Steve Wynn calls it “The best thing he’s ever done…The work of our lifetime.”
Too bad it won’t happen in Las Vegas.
Macau’s Cotai Strip is where Wynn has been approved to begin construction of a resort that will probably have an eventual price tag of better three billion dollars by the time it opens about three and a half years from now.
This project’s long-term benefit for Las Vegas is that the earnings at this new project will eventually find their way back to Nevada where they may finance continued improvements at the Wynn-Encore complex.
Wynn anticipates his new creation – it does not yet have a name – will appeal to people around the world; what he thinks of as an “explosion of pent up demand for the good life.”

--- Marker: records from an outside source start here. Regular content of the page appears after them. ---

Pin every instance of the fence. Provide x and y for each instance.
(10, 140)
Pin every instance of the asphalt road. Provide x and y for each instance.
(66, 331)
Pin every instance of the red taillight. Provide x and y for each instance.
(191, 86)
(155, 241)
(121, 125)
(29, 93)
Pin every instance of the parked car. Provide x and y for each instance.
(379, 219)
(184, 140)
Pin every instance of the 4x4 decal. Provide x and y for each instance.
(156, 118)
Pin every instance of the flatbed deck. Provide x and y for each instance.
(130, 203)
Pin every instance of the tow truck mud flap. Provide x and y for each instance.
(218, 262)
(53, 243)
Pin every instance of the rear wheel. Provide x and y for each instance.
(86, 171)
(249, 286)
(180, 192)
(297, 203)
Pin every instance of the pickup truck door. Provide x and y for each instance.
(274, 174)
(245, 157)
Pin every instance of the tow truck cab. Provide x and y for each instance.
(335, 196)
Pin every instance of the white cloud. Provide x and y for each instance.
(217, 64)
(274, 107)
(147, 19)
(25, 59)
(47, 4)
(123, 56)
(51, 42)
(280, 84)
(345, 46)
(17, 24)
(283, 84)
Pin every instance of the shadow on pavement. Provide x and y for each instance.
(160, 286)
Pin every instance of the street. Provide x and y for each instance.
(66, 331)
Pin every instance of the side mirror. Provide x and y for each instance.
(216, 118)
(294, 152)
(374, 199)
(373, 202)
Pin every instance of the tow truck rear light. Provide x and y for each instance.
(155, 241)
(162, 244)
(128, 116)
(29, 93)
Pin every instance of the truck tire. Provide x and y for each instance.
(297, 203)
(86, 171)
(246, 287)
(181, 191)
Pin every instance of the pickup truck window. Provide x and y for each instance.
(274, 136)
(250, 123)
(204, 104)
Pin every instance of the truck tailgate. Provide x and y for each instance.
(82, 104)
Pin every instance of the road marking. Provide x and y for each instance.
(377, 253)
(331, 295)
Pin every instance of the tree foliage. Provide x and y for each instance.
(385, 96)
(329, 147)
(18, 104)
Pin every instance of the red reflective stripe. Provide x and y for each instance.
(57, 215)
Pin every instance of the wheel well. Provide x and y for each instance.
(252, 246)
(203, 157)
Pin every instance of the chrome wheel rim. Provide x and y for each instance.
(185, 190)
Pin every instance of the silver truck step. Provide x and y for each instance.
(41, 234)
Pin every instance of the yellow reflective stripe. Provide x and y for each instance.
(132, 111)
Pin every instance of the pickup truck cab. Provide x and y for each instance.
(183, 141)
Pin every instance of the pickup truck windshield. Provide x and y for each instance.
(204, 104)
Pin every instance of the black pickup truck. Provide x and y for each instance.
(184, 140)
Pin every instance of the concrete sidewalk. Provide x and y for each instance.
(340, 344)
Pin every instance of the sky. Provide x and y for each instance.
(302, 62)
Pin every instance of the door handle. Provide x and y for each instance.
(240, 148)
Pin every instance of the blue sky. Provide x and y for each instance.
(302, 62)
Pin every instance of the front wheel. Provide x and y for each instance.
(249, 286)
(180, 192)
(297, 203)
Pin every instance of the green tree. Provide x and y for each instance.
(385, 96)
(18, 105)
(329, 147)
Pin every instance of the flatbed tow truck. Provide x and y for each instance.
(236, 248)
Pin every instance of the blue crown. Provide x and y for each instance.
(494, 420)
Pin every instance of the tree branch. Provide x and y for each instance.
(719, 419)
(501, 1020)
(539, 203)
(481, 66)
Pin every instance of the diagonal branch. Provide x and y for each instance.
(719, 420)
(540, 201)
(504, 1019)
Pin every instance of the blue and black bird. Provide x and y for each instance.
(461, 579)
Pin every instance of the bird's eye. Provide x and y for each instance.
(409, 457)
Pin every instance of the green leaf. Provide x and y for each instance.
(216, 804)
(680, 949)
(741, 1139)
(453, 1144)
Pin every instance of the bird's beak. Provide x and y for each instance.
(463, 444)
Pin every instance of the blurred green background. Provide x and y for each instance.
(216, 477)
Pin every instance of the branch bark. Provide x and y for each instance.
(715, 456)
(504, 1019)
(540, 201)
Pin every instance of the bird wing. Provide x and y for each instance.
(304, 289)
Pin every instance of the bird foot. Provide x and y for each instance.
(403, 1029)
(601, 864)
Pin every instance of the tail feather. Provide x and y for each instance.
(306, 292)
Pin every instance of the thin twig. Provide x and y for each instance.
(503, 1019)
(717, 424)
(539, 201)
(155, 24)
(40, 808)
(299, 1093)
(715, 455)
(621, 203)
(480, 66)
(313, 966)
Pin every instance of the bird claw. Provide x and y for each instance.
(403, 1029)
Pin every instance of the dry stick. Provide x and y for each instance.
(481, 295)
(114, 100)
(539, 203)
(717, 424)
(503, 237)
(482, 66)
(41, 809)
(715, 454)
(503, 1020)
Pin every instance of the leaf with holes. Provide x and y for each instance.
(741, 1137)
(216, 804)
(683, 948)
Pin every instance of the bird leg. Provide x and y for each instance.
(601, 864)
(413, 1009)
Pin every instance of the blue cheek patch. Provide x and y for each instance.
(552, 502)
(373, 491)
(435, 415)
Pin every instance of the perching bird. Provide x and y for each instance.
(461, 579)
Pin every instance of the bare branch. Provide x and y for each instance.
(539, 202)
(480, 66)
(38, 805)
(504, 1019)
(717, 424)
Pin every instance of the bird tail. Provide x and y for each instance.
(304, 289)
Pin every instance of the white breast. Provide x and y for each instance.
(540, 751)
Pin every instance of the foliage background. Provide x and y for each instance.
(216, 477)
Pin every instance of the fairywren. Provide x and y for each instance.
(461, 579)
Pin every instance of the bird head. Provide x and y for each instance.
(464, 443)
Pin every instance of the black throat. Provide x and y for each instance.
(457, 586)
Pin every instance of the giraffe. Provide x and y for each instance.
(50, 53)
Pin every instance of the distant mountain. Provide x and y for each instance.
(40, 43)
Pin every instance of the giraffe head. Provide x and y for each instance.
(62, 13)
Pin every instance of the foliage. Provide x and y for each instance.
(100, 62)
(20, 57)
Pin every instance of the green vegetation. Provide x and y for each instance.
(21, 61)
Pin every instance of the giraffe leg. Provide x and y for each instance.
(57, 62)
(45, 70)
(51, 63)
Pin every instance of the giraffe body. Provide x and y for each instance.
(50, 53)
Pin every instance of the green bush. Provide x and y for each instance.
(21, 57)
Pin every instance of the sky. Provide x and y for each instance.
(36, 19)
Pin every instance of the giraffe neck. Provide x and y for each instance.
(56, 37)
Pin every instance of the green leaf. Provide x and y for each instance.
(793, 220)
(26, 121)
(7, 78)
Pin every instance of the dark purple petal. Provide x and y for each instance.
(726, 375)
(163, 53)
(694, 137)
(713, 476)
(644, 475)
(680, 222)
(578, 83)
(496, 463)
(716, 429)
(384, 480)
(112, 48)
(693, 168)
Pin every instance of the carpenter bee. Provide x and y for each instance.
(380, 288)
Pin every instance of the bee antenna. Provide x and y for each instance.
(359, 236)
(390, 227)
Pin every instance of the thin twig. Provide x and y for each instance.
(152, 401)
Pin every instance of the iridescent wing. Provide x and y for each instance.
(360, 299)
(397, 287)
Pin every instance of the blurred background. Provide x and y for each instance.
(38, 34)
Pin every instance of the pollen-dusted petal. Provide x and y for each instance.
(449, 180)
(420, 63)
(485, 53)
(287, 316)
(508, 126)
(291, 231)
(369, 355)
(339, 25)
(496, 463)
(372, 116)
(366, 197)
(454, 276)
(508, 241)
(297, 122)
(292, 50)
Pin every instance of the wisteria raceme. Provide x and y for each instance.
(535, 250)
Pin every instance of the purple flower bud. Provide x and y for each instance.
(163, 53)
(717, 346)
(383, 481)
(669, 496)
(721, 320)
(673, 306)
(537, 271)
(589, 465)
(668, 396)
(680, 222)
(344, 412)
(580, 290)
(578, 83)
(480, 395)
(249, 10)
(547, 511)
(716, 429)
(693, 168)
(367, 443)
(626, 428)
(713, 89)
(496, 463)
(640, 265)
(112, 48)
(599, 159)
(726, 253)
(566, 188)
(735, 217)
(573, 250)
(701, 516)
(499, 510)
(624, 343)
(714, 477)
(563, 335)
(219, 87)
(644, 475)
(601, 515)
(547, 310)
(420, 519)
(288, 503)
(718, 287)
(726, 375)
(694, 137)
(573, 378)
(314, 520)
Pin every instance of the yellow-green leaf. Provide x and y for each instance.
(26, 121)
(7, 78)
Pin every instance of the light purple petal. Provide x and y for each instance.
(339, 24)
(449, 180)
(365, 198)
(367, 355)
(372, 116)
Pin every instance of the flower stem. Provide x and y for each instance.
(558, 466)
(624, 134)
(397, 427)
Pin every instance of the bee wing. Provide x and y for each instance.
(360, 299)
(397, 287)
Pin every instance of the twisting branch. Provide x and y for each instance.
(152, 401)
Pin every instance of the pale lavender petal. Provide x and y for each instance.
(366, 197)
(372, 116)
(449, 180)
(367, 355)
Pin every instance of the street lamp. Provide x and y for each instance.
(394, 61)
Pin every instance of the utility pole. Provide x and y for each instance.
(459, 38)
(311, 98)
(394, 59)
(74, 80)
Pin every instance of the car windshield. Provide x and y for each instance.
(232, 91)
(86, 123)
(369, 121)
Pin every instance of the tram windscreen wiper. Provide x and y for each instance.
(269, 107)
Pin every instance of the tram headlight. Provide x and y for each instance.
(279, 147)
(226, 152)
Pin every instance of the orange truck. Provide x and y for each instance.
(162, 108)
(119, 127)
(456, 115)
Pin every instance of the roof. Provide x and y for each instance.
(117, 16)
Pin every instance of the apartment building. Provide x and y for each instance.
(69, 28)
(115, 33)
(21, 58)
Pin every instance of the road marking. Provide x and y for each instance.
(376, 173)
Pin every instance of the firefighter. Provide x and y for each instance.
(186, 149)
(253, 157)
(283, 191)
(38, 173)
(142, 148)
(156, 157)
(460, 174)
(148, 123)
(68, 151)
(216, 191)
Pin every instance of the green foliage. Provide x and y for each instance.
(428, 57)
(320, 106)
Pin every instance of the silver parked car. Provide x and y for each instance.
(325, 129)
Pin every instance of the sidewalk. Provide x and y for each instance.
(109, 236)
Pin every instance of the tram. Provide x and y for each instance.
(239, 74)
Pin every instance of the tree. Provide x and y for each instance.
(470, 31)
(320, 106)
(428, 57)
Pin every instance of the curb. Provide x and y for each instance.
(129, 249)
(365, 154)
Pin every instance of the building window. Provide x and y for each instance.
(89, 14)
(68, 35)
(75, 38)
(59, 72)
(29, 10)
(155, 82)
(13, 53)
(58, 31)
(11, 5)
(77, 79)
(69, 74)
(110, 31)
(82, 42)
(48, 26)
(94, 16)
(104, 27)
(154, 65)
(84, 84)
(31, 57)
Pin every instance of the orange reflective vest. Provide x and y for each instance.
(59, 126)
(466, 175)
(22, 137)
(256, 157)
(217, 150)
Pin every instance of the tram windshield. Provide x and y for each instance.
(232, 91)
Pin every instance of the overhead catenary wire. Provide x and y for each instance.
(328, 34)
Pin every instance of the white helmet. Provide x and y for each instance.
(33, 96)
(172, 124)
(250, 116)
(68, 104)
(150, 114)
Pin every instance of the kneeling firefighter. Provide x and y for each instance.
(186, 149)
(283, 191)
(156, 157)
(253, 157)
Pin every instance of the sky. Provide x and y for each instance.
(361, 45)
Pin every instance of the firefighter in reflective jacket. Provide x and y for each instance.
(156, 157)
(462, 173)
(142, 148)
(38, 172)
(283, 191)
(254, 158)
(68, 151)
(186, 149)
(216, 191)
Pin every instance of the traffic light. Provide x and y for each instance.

Asia, he notes, is one of the very few places in the world where current spending levels make this kind of project look like a smart business decision.
The better than one billion dollars in first quarter EBITDA earned by Sheldon Adelson’s resorts – most of it coming from Macau and Singapore casinos – say more than words can about the rationale for continued big spending on Pacific Rim resorts such as those coming to life along the Cotai Strip.
Wynn said, “We want to show the public in Asia and around the world something new. We have had the benefit of watching competitors upgrade and improve their designs over the six years we’ve been in Macau.”
So the time has come, he implies, to apply those lessons. “The price of poker has gone up in China.”
Wynn believes non-casino spending will surge as a result of what he’s building. His existing 52,000 square feet of retail space in Macau is generating yields of “around $40,000” per square foot at stores such as Chanel and Louis Vuitton.